Let's think about how Google might have implemented this.
(1) Google already automatically classifies images, so it is reasonable to assume they would try to leverage / reuse their image classifiers.
(2) Since video is simply a bunch of still images, it is reasonable to assumed Google simply takes stills from the video and passes it to their existing (and trained) image classifiers.
(3) It is pointless to process every-single-frame in the video because that would be prohibitively expensive and there really isn't much change from frame to frame.
(4) Google, probably, selects only the key frames (I-frames) for classification. (Depending on computation cost, Google may drop key frames if they are similar to other key frames - why classify the same, or very similar image, over and over again. Of course, this depends on whether image classification is more expensive than comparing two key frames).
(5) It should be obvious that every inserted image is an I-frame, so it WILL be classified.

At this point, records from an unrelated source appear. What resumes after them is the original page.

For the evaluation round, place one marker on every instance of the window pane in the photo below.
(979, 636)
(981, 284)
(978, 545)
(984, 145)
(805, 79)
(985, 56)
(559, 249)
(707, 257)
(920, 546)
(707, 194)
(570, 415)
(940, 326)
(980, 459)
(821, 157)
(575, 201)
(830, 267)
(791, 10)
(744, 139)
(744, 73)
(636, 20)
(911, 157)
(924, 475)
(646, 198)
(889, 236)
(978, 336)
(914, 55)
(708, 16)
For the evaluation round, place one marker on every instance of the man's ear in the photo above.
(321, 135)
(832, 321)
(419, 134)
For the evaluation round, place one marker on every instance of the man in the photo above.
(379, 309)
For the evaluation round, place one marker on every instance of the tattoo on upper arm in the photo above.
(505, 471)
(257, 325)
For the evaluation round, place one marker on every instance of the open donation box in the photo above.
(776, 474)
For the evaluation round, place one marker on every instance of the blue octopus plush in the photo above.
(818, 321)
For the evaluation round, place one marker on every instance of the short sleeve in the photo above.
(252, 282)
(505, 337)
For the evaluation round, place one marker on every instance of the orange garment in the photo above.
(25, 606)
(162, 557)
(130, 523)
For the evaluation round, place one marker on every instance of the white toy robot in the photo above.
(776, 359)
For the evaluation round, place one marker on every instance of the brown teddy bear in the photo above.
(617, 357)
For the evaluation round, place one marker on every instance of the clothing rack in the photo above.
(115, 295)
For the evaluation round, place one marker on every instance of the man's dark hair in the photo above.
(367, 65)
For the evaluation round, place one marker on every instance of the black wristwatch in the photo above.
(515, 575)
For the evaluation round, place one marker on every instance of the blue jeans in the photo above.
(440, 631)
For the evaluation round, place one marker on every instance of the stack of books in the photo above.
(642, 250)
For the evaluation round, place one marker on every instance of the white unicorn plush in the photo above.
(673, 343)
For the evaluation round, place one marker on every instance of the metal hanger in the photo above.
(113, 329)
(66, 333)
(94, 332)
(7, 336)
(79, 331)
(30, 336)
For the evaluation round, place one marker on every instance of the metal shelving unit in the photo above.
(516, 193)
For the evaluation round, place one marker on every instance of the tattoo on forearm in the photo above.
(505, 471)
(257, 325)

(6) Google has some algorithm (or neural net) that tries to boil down the contents of a video (several thousands or millions of images) into a single classification. Clearly, if you have film walking about in a city, you will have cars, buildings, people, trees, etc. Google's classifier has to come back with a single answer. This is, probably, weighted by the confidence of the original classifications. Cars, buildings, laptops, and food plates probably have a higher level of classification confidence.
I imagine that Google will, over time, tweak the final classification to give more weight to duration of a single classification rather than confidence of classification (or perhaps some admixture of the two).
On the other hand, I could be blowing smoke since I have absolutely no idea how Google is doing this, but is the way I would approach it.
(A pint, because we could spend hours arguing over how this is or should be implemented - or even if it should be implemented at all.)